Labsport Extreme Boat Review

Jekyll & Hyde 

A bass boat that looks like a ski boat…

Now that's something we have to see!

As bass and bream fishing become more popular in Australia, there is a call for homegrown specialised fishing platforms. The pros started it, now enthusiasts want a boat that is faster, more stable and sexier looking than their mates boats.

One of the newest bass boats on the market is the Labsport Extreme. Never heard of Labsport ? It's not surprising if you are not into competitive water ski racing. Labsport ski race boats have been around for about 20 years and are very successful in their class in the Sydney Bridge to Bridge and Southern 80 races. Labsport is a small firm located at Tarren Point in Sydney that's owned by brothers, Jeff and Bruce Stubbs. 

How the boats got their name is rather sketchy. Bruce Stubbs said that when he and his brother started building ski boats they were looking for a name and after tossing a few around came up with Labsport. "No-one else had it as a brand name, so it stuck," he said. 

It was the same when they named their first ski racer Fruit Squeeze. How that came about is a story for another time and probably best told around a bar with a group of mates downing some coldies.

Ski boat/bass boat
It's no surprise that the bass boat looks like a ski race boat, because that's what it is. The Stubbs have used the lower hull shape of their 18ft Ventilator and added a flush deck for fishing. Looking at the hull from the bow, it is easy to see why it's called a 'ventilator'. 

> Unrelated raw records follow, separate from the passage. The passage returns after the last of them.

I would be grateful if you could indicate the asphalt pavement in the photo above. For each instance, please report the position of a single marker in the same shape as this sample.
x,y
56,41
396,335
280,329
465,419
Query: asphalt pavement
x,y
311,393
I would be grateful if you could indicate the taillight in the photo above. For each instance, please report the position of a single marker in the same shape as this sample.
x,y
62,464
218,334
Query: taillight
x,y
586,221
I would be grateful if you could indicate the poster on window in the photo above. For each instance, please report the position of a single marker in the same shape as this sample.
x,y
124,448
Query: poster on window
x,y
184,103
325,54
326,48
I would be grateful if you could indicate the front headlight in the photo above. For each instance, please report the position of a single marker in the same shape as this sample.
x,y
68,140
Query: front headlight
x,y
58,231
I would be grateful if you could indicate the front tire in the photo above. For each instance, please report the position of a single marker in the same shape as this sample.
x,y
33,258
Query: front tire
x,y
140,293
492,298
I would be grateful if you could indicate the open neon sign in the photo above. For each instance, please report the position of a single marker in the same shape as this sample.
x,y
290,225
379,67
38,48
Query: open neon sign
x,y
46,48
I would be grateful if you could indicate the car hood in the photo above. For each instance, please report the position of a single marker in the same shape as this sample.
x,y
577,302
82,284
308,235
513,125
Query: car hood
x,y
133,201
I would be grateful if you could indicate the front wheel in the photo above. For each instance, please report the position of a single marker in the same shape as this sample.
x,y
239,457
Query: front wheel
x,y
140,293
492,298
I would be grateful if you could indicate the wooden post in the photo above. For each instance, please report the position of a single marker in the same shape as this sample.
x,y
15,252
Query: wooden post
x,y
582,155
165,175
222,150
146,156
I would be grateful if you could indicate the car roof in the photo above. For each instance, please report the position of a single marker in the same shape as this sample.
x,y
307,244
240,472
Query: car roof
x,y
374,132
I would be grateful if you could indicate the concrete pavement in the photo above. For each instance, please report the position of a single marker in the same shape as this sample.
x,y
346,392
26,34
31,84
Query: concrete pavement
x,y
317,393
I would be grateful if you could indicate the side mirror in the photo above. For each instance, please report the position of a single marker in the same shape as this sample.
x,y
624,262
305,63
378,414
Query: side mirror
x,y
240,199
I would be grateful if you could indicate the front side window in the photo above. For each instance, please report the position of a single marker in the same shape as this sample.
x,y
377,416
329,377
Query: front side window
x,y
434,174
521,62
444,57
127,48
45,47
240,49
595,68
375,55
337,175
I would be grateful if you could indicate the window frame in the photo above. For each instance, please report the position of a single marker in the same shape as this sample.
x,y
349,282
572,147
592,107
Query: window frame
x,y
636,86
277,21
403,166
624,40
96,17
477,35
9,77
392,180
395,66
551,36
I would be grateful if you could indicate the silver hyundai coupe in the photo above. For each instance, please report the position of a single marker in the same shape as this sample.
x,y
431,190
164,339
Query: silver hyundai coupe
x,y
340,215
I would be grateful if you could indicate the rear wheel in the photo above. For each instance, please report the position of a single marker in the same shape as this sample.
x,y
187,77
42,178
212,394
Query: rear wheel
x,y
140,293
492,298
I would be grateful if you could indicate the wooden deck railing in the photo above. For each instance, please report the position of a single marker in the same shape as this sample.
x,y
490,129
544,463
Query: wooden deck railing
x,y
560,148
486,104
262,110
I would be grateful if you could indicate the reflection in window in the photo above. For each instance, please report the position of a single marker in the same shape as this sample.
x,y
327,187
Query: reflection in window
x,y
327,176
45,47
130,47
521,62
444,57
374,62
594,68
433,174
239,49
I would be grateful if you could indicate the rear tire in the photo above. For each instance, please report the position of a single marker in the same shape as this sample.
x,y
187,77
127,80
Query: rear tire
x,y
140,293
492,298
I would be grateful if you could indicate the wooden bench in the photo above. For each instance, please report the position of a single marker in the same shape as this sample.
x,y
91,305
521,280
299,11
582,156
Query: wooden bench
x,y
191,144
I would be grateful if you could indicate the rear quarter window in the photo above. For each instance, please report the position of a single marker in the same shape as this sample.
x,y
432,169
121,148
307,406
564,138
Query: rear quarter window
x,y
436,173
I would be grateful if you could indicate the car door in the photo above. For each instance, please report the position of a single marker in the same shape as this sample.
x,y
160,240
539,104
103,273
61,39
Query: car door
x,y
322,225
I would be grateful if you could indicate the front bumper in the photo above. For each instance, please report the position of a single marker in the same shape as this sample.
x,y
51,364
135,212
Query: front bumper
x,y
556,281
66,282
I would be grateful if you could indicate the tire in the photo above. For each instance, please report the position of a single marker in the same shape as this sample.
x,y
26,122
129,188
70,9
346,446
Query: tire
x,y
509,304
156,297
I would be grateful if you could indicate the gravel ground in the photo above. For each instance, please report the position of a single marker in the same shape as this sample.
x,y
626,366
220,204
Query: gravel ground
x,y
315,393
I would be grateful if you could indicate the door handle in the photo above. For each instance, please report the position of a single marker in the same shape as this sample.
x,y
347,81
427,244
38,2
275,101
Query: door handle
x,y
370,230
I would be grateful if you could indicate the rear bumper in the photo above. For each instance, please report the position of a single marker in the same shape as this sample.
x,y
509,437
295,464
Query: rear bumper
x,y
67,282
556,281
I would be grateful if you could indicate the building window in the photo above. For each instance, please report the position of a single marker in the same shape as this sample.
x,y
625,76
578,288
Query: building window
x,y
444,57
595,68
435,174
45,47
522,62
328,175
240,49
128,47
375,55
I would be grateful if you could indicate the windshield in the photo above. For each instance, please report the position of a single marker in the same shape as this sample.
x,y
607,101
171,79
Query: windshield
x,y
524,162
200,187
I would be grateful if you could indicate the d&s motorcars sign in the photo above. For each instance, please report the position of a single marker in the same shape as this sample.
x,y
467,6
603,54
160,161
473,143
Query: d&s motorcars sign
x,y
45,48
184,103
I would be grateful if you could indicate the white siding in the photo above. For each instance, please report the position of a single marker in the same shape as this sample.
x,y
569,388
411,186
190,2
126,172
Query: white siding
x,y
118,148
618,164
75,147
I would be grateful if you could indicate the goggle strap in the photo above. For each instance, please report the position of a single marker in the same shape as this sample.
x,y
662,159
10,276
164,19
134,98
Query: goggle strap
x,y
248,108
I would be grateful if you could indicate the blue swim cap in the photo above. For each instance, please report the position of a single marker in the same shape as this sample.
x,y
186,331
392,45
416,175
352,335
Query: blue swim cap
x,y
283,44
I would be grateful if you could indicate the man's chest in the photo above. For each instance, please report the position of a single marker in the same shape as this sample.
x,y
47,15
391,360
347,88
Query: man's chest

The hull is almost trihedral and rides on a cushion of air. There are plenty of upright edges that keep it tracking in a straight line at speed. The faster it goes the smoother it gets. And with a 200hp Evinrude E-TECH, 2.6lt small-block bolted on the back this boat had some grunt.

At full throttle 5500rpm and about three-quarter trim out the GPS flashed up 57 knots (66mph). This 18-footer was tracking so well that I took my hands off the wheel and it just continued on straight ahead. I have driven some fast boats over the years, but I have never felt as safe as I did in this one at speed. The ride can only be described as outstanding.

It gets up on the plane in 4.1 seconds and sits there around 14 knots (16mph) at an easy 3000rpm. The boat likes to be trimmed to the speed. At 28 knots it only needed about a quarter trim out and at 42 knots half trim was fine. 

Pull it around in a tight turn with a little trim in and it won't break out. Even an inexperienced driver would look good in this boat.

Admittedly, we tested it in smooth water, but that's what this boat is made for. Though once trimmed-in, it doesn't mind the rough stuff either. After launching it over the wash from a passing flybridge cruiser, I expected it to come down with a thump – it didn't, and the passengers appreciated it.

As with all serious bass boats the driver and his mate virtually sit on the floor with individual consoles in front of them. The driving position is almost an open-wheel racing car style with a race boat foot throttle, which all the bass boats are fitting now. With the lever-operated trim on the steering wheel column all the hand control is used for is to select the forward or reverse gear. On this boat a Lowrance LMS 337 was mounted in front of the driver and an X107 was set into the bow, but it will accommodate whatever electronics the owner favours.

I wondered what the stainless half-moon rail on either side was for until I went to get out of the seat and found it very useful. It's a handy addition and it looks good too.

Then I went looking for a footrest for my left foot. There wasn't any, and I found that even in a tight turn it wasn't needed, although it would have been nice to have.

The shape of the hull makes it very stable for casting or when reaching out to put a landing net under a fish. There were no sudden pitching surprises with two hefty blokes standing on one side.

There are all the usual storage compartments for rods, trolling motor, tackle boxes and all the other gear that seems to find its way onto this type of boat. The large kill tank, live tank and all the other gear is readily accessible. Even the three batteries (two are used for the trolling motor), and the oil bottle for the outboard are easy to get at.

The Labsport Extreme may be a workhorse but the finish is slick. The Stubbs brothers take pride in the fact that there is not a self-tapper in the boat anywhere. The finish is so good that one punter at the Sanctuary Cove International Boat Show earlier this year asked if the boat came from the United States. 

The Labsport Extreme is sure to attract attention at the boat ramp and it will certainly be a quick trip back for the weigh-in after a good day out.